Install graphviz (optional)

sudo apt-get install graphviz

Install tiny-dag

pip3 install tiny-dag

Usage

Here are the rules:

  • Node functions need to return dict (or None) with keys matching node output definition.
  • Output of the node is referenced in the graph structure by node_name/output_name.
  • User needs to provide missing information, as dict, when calculate method is called.

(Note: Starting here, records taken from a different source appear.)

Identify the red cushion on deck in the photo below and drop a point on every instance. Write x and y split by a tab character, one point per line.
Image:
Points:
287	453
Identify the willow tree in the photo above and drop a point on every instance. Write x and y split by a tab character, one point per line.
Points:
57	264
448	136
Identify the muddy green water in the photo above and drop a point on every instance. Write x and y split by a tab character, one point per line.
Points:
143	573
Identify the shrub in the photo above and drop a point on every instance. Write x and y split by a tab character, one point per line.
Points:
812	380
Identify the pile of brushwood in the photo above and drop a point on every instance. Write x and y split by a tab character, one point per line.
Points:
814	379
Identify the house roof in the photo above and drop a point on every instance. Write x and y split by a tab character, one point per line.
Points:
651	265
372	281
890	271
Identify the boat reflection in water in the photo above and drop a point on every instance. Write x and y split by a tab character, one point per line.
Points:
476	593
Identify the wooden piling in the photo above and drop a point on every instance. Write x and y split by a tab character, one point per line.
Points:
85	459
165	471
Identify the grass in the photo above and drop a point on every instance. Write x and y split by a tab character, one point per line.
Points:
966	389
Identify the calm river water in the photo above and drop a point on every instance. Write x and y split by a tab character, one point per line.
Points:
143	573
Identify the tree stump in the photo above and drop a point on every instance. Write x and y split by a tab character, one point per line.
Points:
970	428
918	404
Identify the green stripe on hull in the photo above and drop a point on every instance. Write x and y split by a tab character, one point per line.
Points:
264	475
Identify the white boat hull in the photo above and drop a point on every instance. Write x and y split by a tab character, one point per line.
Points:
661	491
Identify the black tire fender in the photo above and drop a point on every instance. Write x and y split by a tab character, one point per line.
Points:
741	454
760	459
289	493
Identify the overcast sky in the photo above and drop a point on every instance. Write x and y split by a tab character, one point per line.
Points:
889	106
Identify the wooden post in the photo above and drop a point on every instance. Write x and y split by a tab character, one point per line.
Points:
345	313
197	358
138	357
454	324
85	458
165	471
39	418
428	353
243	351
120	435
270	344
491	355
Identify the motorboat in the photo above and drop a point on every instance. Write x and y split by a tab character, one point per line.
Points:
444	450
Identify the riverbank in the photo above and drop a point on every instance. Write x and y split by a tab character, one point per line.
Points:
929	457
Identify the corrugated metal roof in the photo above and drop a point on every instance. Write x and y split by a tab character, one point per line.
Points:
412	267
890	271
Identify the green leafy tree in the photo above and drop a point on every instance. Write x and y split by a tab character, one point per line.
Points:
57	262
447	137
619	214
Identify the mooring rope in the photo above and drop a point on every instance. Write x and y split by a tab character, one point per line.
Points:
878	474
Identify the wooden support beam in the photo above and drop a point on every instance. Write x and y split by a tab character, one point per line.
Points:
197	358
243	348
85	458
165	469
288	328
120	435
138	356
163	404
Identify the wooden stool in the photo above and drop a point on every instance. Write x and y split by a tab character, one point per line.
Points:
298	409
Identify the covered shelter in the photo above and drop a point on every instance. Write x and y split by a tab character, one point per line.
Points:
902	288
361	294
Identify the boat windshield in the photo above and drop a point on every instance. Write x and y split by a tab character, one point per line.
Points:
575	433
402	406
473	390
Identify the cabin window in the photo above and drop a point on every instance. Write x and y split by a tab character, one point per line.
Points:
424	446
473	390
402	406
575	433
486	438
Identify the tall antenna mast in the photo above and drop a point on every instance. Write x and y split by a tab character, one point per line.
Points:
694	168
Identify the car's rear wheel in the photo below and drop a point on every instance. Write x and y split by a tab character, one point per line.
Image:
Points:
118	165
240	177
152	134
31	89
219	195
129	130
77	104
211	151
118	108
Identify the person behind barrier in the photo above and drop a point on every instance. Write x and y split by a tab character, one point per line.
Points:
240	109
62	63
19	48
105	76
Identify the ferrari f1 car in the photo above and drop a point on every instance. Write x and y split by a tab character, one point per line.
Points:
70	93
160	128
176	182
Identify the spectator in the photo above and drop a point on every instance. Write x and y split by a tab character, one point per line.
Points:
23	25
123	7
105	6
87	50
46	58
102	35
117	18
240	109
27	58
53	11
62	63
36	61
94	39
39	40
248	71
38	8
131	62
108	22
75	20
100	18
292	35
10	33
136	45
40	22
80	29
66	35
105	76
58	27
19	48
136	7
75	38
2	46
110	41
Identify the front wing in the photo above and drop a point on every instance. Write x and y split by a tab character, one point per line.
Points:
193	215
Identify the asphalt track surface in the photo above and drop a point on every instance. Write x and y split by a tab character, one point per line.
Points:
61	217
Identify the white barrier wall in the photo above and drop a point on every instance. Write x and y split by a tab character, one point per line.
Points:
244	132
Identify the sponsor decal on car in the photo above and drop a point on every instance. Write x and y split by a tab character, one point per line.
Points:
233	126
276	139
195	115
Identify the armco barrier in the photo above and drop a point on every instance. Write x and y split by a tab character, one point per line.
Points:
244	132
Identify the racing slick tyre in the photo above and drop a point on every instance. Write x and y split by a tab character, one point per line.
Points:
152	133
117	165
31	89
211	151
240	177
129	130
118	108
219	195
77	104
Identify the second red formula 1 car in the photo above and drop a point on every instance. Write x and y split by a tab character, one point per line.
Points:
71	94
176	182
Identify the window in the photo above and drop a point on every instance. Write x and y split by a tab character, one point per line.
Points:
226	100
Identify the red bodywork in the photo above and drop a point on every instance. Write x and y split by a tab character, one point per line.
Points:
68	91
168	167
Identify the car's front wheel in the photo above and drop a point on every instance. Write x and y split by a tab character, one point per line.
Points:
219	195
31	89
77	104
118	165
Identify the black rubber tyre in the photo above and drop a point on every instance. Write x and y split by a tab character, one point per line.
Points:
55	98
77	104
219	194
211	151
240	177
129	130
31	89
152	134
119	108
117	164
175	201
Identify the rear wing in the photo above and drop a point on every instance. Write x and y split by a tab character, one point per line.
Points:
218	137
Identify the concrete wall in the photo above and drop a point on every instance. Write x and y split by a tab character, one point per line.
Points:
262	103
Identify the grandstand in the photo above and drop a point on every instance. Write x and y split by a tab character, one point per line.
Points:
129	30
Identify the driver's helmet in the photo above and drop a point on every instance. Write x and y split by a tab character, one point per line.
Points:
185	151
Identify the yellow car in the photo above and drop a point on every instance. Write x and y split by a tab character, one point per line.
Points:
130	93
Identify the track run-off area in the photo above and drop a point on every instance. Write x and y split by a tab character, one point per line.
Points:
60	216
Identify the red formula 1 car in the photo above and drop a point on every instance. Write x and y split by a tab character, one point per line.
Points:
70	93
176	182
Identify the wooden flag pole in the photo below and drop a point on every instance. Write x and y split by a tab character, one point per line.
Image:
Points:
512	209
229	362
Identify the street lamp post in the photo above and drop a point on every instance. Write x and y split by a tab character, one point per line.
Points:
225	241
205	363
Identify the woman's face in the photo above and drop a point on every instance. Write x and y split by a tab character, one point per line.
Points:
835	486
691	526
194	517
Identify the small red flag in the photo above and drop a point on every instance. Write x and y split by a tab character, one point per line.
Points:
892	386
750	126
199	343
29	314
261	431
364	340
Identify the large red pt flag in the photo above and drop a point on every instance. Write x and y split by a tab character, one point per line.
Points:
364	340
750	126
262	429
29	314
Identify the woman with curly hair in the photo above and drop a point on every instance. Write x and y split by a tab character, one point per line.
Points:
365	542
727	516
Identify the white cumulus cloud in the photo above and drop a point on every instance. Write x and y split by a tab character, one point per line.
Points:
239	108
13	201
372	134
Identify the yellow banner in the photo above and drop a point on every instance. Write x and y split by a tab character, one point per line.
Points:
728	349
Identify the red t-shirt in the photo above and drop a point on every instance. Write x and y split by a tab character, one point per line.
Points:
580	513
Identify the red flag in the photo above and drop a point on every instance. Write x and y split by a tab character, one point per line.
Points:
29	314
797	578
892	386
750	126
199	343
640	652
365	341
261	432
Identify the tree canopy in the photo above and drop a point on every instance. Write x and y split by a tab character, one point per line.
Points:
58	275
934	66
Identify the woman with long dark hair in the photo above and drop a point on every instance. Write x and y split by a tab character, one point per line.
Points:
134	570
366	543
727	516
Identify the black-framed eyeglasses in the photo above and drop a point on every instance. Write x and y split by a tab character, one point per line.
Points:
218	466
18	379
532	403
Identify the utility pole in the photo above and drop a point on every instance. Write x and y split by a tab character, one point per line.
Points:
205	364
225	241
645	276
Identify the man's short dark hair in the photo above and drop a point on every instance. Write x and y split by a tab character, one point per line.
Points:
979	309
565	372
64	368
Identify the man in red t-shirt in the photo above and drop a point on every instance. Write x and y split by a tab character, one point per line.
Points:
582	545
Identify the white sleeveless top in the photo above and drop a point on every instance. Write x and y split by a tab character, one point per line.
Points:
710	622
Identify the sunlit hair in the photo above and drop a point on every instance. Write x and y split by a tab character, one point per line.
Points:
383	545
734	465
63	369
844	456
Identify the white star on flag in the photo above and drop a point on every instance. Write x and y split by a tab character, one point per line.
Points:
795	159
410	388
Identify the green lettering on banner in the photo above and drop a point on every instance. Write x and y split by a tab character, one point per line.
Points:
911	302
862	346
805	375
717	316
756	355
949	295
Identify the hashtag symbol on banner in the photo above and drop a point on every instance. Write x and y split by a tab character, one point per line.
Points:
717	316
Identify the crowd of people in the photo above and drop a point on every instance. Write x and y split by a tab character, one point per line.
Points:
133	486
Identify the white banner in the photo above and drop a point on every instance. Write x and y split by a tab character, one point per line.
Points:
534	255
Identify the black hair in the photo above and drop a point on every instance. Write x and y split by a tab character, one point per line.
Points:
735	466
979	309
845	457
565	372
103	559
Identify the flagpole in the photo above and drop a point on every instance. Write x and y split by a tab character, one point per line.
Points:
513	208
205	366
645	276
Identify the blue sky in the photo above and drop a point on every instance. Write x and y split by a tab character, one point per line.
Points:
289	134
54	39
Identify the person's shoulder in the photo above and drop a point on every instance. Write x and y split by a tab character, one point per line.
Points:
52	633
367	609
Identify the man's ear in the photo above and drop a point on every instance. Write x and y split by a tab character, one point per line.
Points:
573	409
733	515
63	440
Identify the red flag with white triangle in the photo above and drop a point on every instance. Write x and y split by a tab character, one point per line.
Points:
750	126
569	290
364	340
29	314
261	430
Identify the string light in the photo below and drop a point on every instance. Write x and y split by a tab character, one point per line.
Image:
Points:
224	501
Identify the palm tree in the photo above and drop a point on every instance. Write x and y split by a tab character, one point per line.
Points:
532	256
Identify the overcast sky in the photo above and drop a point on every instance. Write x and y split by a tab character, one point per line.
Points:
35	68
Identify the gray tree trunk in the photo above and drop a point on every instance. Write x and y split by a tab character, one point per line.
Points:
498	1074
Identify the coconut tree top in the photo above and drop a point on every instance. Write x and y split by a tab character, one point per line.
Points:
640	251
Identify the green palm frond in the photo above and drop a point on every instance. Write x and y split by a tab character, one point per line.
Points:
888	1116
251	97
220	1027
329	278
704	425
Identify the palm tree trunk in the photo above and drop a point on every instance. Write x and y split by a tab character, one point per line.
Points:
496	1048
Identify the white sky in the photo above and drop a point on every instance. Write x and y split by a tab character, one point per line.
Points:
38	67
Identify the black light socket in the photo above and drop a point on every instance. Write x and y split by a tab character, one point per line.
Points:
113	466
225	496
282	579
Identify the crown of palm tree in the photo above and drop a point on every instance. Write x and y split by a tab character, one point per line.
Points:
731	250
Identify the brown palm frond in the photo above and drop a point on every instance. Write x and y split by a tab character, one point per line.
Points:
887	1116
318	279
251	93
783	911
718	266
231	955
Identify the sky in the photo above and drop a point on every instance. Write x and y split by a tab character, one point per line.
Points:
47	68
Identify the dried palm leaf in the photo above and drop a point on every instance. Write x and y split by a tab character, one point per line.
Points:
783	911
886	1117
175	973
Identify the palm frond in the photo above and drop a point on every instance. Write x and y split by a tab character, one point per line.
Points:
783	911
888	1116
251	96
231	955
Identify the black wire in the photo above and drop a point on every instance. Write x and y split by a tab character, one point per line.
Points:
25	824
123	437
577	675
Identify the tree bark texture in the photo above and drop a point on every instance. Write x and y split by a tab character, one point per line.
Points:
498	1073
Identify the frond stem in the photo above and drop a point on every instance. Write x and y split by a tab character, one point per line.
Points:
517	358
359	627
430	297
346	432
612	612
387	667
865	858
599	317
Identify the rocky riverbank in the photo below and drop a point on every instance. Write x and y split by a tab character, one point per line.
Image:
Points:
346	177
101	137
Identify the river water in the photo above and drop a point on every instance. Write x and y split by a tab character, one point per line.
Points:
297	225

And that's it. Otherwise, you are free to write any kind of functions and orchestrate calling of those functions by defining nodes that form the graph.

Usage example:

from tinydag.graph import Graph
from tinydag.node import Node

def add(a, b): return {"output": a + b}
def mul(a, b): return {"output": a * b}
def div(a, b): return {"output": a / b}
def add_subtract(a, b): return {"add_output": a + b, "subtract_output": a - b}

nodes = [
    Node(["add1/output", "x"], add, "add2", ["output"]),
    Node(["add1/output", "add2/output"], mul, "mul", ["output"]),
    Node(["x", "y"], add, "add1", ["output"]),
    Node(["x", "z"], add_subtract, "add_subtract", ["add_output", "subtract_output"]),
    Node(["mul/output", "add_subtract/add_output"], div, "div", ["output"]),
]

graph = Graph(nodes)
graph.render()

data = {"x": 5, "y": 3, "z": 3}
results = graph.calculate(data)
print(f"Result: {results}")

The results is dict of node outputs, in this case:

{'add1/output': 8, 'add_subtract/add_output': 8, 'add_subtract/subtract_output': 2, 'add2/output': 13, 'mul/output': 104, 'div/output': 13.0}

render method produces following figure:

For a bit more complicated and practical usage, see how the library can be used to orchestrate and visualize data processing pipelines: src/samples/sample_credit_risk_prediction.py.